Reattribution refers to the attribution of this reinstall to a specific retargeting campaign therefore a specific traffic source.
Reattribution refers to the attribution of a re-install or opening event to a user who has been inactive on an app for an extended period. A reattribution signal denotes that the user has returned to the app as a result of a retargeting campaign.
It is common for users to permanently discontinue the use of an app by either uninstalling it or not opening it again. However, these users represent potential targets for re-engagement campaigns, given their prior indication of interest in the app. Reattribution distinguishes these re-engaged users from new users who are unfamiliar with the app.
Reattribution pertains to the process of attributing app installs to users who had previously installed the app, but subsequently removed it. The reattribution signal arises when a user, who had deleted the app but remained inactive for a certain duration, is targeted with an advertisement and then reinstalls the app. This new installation or usage phase can be credited to a different ad partner than the initial installation.

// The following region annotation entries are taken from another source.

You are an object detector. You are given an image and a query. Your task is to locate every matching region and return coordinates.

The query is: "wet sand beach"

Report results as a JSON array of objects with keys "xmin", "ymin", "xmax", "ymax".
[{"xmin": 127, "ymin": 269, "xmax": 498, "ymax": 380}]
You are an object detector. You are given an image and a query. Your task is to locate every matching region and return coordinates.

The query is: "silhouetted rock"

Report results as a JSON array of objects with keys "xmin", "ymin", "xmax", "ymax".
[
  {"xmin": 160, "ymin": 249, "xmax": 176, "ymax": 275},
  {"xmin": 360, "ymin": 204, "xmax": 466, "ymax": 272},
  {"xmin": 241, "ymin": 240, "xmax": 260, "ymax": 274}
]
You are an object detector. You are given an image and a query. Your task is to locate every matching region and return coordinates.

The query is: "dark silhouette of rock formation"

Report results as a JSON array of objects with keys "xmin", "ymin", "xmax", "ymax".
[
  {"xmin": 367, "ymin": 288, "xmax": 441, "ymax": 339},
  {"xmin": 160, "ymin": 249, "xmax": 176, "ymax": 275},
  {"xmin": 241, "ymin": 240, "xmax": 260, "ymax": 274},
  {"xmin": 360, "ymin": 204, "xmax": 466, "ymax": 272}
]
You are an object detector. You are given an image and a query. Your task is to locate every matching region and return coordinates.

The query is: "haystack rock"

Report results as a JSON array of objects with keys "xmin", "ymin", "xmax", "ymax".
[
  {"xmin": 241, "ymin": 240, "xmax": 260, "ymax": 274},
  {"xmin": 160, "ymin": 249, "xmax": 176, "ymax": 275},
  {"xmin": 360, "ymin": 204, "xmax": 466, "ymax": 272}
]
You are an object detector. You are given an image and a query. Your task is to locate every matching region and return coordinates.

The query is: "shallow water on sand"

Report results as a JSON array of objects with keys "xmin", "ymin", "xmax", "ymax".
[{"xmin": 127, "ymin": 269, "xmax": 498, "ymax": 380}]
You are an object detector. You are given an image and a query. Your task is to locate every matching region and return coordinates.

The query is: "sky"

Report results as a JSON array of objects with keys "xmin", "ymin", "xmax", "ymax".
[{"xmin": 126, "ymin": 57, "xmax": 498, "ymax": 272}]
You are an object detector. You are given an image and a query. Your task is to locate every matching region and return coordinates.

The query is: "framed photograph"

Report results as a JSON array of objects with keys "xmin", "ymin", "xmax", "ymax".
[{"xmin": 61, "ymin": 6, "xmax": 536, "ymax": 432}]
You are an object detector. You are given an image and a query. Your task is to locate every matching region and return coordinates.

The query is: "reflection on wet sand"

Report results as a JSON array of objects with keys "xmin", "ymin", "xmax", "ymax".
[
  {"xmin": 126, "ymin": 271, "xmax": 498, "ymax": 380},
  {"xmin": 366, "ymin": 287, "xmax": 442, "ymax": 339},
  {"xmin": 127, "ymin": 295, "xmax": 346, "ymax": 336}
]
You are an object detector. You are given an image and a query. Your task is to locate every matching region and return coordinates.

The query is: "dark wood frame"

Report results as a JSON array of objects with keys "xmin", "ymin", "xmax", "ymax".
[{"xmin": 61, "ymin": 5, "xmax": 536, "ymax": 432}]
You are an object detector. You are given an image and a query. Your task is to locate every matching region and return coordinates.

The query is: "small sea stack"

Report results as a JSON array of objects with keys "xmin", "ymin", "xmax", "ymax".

Following the removal of an app, there exists a reattribution window that denotes a specific time frame during which the user can reinstall the app. Typically, a user is considered inactive after seven days of uninstallation, and the reattribution window exists for another seven days. However, these time frames are adjustable according to the requirements of the app.
The primary reason for reattribution is that there was already an established attribution source. For instance, if a user initially installed an app through a particular advertising campaign but subsequently deleted it, and then reinstalls the app within the reattribution window via another retargeting campaign, the current installation must be attributed to the secondary source that caused the user to return to the app.
Reattribution provides app marketers with valuable insights into the campaign or creative that prompted a user’s return to the app. This data can be used to fine-tune re-engagement campaigns and effectively recapture users who have been inactive for an extended period.
In addition to its usefulness for re-engagement efforts, reattribution plays a crucial role in evaluating the efficacy of retargeting campaigns for marketers. By tracking user activity against industry benchmarks and ideal user journeys, marketers can determine when users are not as active as expected and launch targeted retargeting campaigns to re-engage them.
A reattribution window is a specified duration during which the reinstallation of an app occurs.
This section introduces the concept of the re-attribution window, a crucial period where app reinstalls are not considered new installs, but rather as a continuation of previous engagements.
Definition and Duration: The re-attribution window commences upon a user’s initial app install and persists for a predetermined period, typically set by the advertiser. The default duration is 90 days, but this can vary from 1 to 24 months based on advertiser preference.
Configuration and Impact: Found in the App Settings, the duration of this window can be customized. Notably, any alterations to this setting will influence future reinstalls, without retroactive changes to previous install data.
Examples of Adjusting the Window:
Use Cases of the Re-attribution Window:
Reattribution windows function as a predetermined period during which a conversion event cannot be regarded as a new install. Reattribution occurs when a user, who had previously uninstalled an app, reinstalls the app after engaging with a re-engagement campaign.
This re-installation event falls under the re-attribution window, which commences when the user downloads the app and can be customized to suit the advertiser’s requirements.
Re-installs that occur within this window do not trigger new install postbacks, which are responsible for attributing credit to an ad network when a user clicks or views an ad before downloading. Instead, the installation is not attributed, and no install postback is transmitted to any media source. Furthermore, all subsequent in-app events are counted as organic.